Shifting the retinal foundation models paradigmfrom slices to volumes for optical coherencetomography

Joachim Behar
Mar 18
3 min read

By Raphael Judkiewicz, Eran Berkowitz, Meishar Meisel, Tomer Michaeli & Joachim A. Behar

We’re excited to share our new publication, “Shifting the retinal foundation models paradigm from slices to volumes for optical coherence tomography,” now available in npj Digital Medicine. URL: https://www.nature.com/articles/s41746-026-02496-7

Optical coherence tomography, or OCT, is one of the most important imaging tools in ophthalmology. It gives clinicians a detailed cross-sectional view of the retina and plays a central role in diagnosing diseases like age-related macular degeneration and glaucoma. But despite OCT being inherently three-dimensional, most AI foundation models for OCT still rely on a single 2D slice, usually the middle B-scan. Our new work asks a simple question: what are we missing when we ignore the rest of the volume?

Why this matters

In real clinical practice, ophthalmologists do not diagnose retinal disease from one slice alone. They scroll through the full OCT volume, looking for patterns that extend across slices and subtle findings that may not appear in the center scan. Existing OCT foundation models have made major progress, but their single-slice design leaves a lot of potentially useful information on the table. Our study shows that moving from 2D slices to full volumetric modeling can make a real difference.

What we did

We evaluated whether a video foundation model, V-JEPA, could be repurposed to analyze OCT volumes as sequences of slices. In this setup, the OCT scan is treated like a short video: instead of frames over time, the model sees slices across retinal depth. We then compared this volumetric approach against leading image-based foundation models, including RETFound, VisionFM, and DINOv2.

To test robustness, we fine-tuned and evaluated the models across five independent OCT datasets from four geographic regions, covering both age-related macular degeneration (AMD) and glaucomatous optic neuropathy (GON). These datasets included scans from the US, China, Iran, and Israel.

Overview of the research. (a) Geographic distribution of the datasets used in the

experiments. (b) Comparison between video and image foundation models for OCT analysis.

(c) Key results: Left: Performance benchmark of video, general image, and retinal image

foundation models. Middle: Model performance as a function of training set size. Right:

Visualization of attention maps from the video foundation model across the full OCT volume.

BioRender.com was used to produce this figure.

What we found

The results were clear: V-JEPA consistently matched or outperformed image-based foundation models. Across all datasets, it achieved an average AUROC of 0.94, compared with 0.90 for the best-performing image model, a statistically significant improvement.

The biggest gain appeared on the CirrusOCT glaucoma dataset, where V-JEPA reached an AUROC of 0.94, compared with 0.88 for the next-best model. On more challenging data, the volumetric model still outperformed all single-slice approaches.

We also found that the benefits of volumetric modeling extended beyond headline performance:

V-JEPA continued to improve as training data increased, while image-based models tended to plateau earlier.
It outperformed a 3D CNN trained from scratch across all evaluated datasets.
It also beat a 2.5D adaptation of DINOv2 on four of five datasets.

Why volumes help

The reason seems intuitive: retinal disease is often not confined to a single slice. Some abnormalities are sparse, some are distributed across neighboring slices, and some only become interpretable when seen in context.

Our attention-map analyses support this idea. V-JEPA tracks relevant anatomical features across multiple B-scans, while a single-image model focuses on a much narrower view. Even when comparing the same middle slice, volumetric context appears to help the model attend more precisely to clinically relevant structures.

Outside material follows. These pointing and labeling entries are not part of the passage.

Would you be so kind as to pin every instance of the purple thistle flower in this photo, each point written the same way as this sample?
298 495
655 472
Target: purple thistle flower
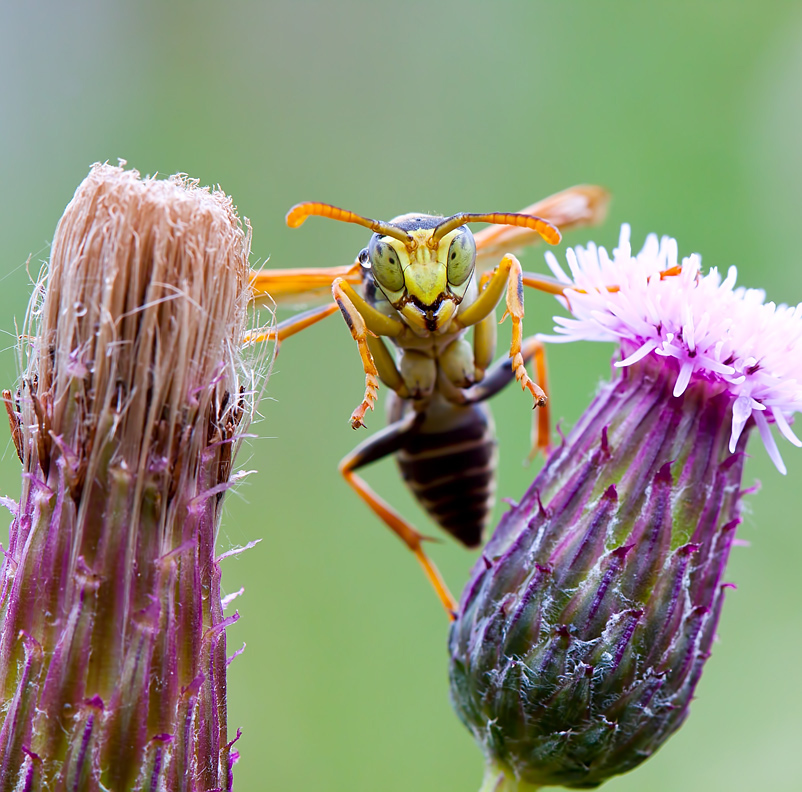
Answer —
126 420
586 623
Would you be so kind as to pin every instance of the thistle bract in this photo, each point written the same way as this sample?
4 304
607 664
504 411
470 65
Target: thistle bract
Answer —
587 621
127 418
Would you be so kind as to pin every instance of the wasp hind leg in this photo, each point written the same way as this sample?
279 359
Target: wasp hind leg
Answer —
386 442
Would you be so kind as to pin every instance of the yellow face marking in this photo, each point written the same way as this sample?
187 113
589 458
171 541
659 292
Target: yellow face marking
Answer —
426 302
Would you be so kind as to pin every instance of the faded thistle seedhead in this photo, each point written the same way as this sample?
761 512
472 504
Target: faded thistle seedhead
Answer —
127 418
584 629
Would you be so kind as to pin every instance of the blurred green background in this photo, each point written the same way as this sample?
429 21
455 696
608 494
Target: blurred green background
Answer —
689 112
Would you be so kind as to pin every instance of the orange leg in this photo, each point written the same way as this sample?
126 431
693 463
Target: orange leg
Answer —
359 331
515 310
541 426
286 285
294 325
380 445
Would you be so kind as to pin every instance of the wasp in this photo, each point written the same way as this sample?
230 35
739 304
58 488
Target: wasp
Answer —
422 283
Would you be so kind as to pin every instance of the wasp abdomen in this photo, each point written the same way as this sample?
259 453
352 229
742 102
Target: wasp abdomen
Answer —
452 472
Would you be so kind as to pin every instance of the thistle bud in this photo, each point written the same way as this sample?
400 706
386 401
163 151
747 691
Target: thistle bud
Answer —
126 420
584 629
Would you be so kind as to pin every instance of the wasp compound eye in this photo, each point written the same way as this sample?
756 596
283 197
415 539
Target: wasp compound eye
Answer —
386 264
461 257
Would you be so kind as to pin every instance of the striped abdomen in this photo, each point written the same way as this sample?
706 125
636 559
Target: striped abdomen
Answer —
449 463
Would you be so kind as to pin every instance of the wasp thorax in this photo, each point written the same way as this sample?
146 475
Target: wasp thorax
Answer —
385 263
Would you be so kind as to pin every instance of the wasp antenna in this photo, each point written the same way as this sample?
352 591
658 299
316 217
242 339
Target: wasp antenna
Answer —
299 213
549 232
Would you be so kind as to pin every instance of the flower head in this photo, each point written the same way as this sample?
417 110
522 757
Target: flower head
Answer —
126 421
586 623
711 330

We also found that in many cases where the single-slice model failed but V-JEPA succeeded, pathology was either outside the middle slice or better understood when surrounding slices were available. In other words, the volume contains signal that a central snapshot can miss.

Explainability. (a) Attention maps from V-JEPA across multiple B-scans of an AMD

OCT, illustrating how the model dynamically tracks relevant anatomical features over the full

volume of the retina. (b) Comparison of attention of V-JEPA and DINOv2 on the same middle

slice (Slice 8) shows that V-JEPA focuses more precisely on clinically relevant structures

compared to a single-frame image-based model, highlighting the benefit of spatial context in

volumetric interpretation.

A broader shift for OCT AI

This work points to something larger than a single model comparison. It suggests that OCT foundation models may need a paradigm shift: from training on isolated slices to learning directly from full volumes. That shift would bring model design closer to how clinicians actually examine OCT data and could help unlock more clinically useful AI systems.

At the same time, our findings highlight an ecosystem challenge: open volumetric OCT datasets remain limited, while many public resources still provide only single-slice images. If the field is going to fully embrace 3D retinal AI, data sharing practices may need to evolve too.